Divan edebiyatının en önemli kaside şairi olan Nefî, kaside üstadı olarak kabul edilir.
Kasidenin her bir bölümünü, beyitleri birer cümle gibi kullanarak adeta paragraf bütünlüğüne kavuşturmuş, mübalağaya (abartıya) sıkça başvurmuş, övdüğü kişiyle samimice konuşmuştur: Fahriyeyi kasidenin vazgeçilmez bölümü yapmasından dolayı “fahriye şairi” olarak anılır.
Kasidelerinde, dili oldukça ağırdır ama ahenklidir. Ahenge ve sese önem veren Nef’î canlı tasvirlere yer verir, kasidelerini okuyanı adeta savaş meydanında yaşatır.
Gazellerinde, kasidelerindeki mağrur tavrına karşılık alçakgönüllü, rindane bir tavır vardır. Gazelleri, kasidelerine göre sade bir dille yazılmıştır. Din dışı konuları işleyen Nef’î, mesnevi türünde kitap yazmamıştır.

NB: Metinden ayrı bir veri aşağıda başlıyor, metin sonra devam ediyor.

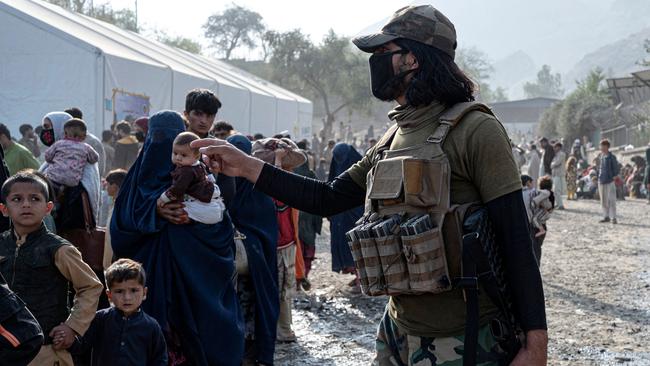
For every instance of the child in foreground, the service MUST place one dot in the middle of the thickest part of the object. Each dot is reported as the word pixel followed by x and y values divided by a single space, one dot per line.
pixel 539 202
pixel 39 266
pixel 67 158
pixel 191 184
pixel 123 334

Divan edebiyatının hiciv alanındaki en önemli şairi olan Nef’î’nin mizacı “övünmek, övmek ve sövmek” şeklinde özetlenir. Babası başta olmak üzere padişahlar, devlet adamları ve çağdaşı şairleri ağır bir dille hicvetmiştir. Çok müstehcen küfürlerden oluşan şiirleri Siham—ı Kaza adlı eserinde yer alır.
Eserleri
Türkçe Divan: Kaside ağırlıklı bir divandır.

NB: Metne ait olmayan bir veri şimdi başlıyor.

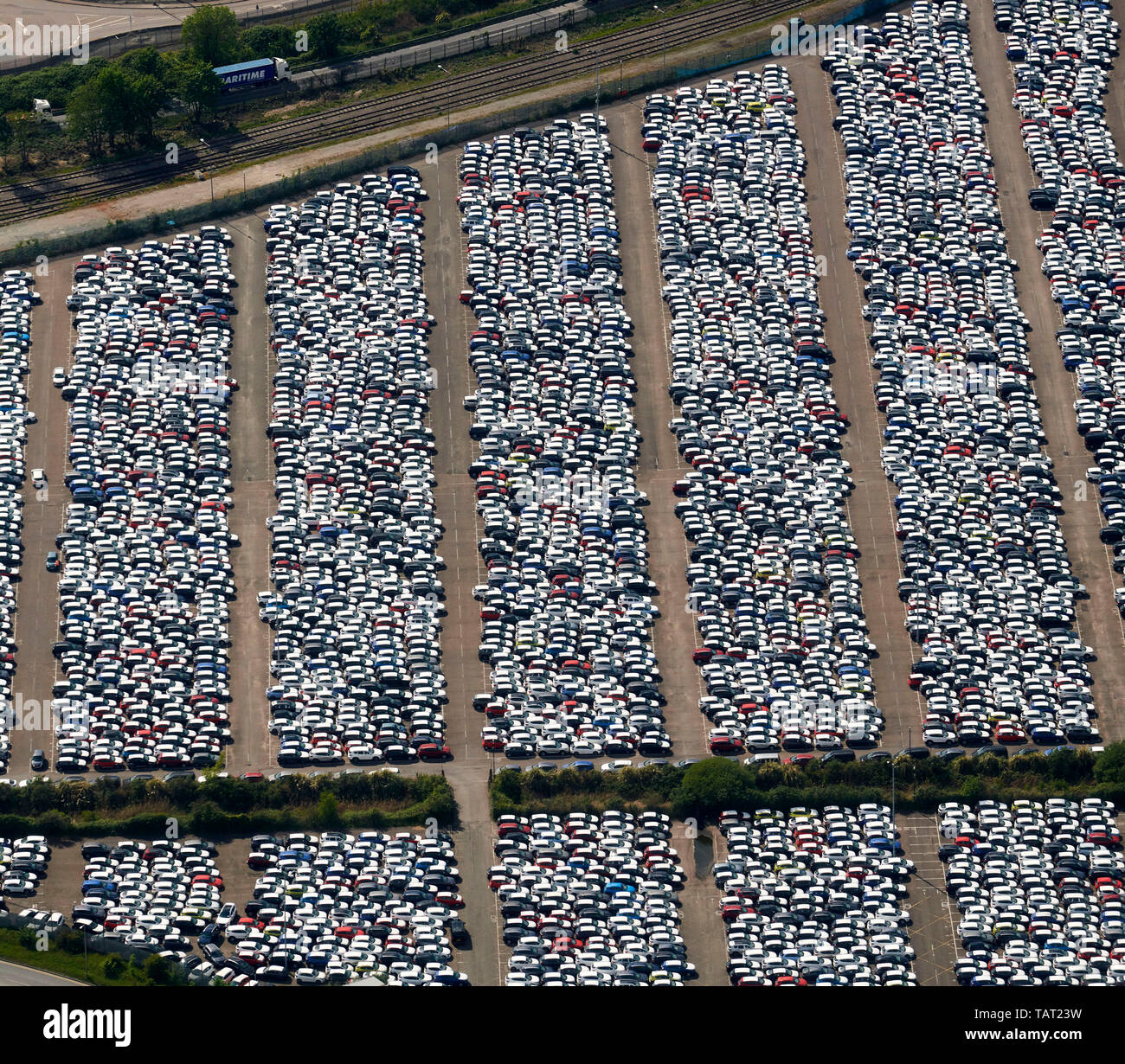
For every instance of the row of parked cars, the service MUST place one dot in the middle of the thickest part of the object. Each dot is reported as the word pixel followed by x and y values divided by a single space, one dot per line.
pixel 987 581
pixel 337 907
pixel 783 647
pixel 816 898
pixel 1062 53
pixel 22 865
pixel 566 606
pixel 145 570
pixel 1038 887
pixel 326 909
pixel 357 595
pixel 17 297
pixel 589 900
pixel 156 896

Farsça Divan: Türkçe Divan’ının aksine tasavvufi düşünce ağırlıktadır.
Sihâm-ı Kazâ: Eser ı“kaza okları” anlamına gelir. Nef’î’nin hicivlerini topladığı eser, ince bir zeka ürünü olan manzumelerle beraber argo ifadeler ve küfür içeren şiirler de içermektedir. Yerginin yerini çoğu kez sövgü almaktadır. Eserde şairin Şeyhülislam Yahya, Tahir Efendi gibi kişilere yazmış olduğu zarif hicivlerin yanında başta babası Mehmed Bey’e ve Gürcü Mehmed Paşa, Kemankeş Ali Paşa, Kafzâde Fâ’izî, Veysî gibi dönemin önemli isimlerine yazmış olduğu ağır hicivler de bulunmaktadır.

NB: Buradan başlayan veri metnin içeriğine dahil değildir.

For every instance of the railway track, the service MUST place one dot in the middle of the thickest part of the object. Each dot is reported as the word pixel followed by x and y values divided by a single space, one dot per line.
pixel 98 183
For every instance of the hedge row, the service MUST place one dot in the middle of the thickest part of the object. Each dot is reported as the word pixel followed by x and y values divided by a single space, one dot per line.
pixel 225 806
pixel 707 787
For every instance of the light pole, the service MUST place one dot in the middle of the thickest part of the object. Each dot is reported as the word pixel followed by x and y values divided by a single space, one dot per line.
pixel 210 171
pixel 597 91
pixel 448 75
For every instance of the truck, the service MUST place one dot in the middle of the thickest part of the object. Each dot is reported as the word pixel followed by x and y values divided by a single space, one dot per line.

Tuhfetü’l-Uşşâk: Bazı kaynaklarda bağımsız bir eser olarak gösterilen manzume Farsça Dîvân’da yer alan doksan yedi beyitlik Farsça bir kasidedir. Fuzuli’nin Enisü’I-Kalb adlı eserine naziredir.
NABİ (1642-1712) (Osmanlı Sahası)
Asıl adı Yusuf’tur, Urfalıdır.
Edebiyatımıza fikri (düşünceyi) getiren şairdir. Duygu ve hayal unsurlarını bir yana iterek didaktik şiirler yazmıştır.
Aşk şiirleri olan gazellerde bile dönemin bozukluklarını işlemiş, sosyal konularda düşüncelerini ortaya koymuştur.
Hikemi ya da hakimane şiir denilen hikmet ve darbımesel tarzında şiir söyleme anlayışını getirmiştir. Nâbî, dildeki hâkimiyeti, nazım tekniğindeki ustalığı, yüksek perdeden ve filozofça fikirler ortaya atmasıyla zamanında şiire yenilikler getirmiştir. “Nâbî Mektebi (Ekolü) veya Tarzı” denilen bir şiir tarzı ortaya koymuştur.
İstanbul Türkçesine âşık olan Nâbî, şiirlerinde sağlam, sade ve anlaşılır bir dil kullanmıştır. Ona göre şiir, bir sözlük kitabına benzememelidir. Gazellerini buna uyarak sade bir dille yazmış, kasidelerini ve diğer eserlerini kısmen ağır bir dille yazmıştır.
Eserleri
Türkçe Divan: 23 kaside ve tarihi yanında 834 gazeli vardır.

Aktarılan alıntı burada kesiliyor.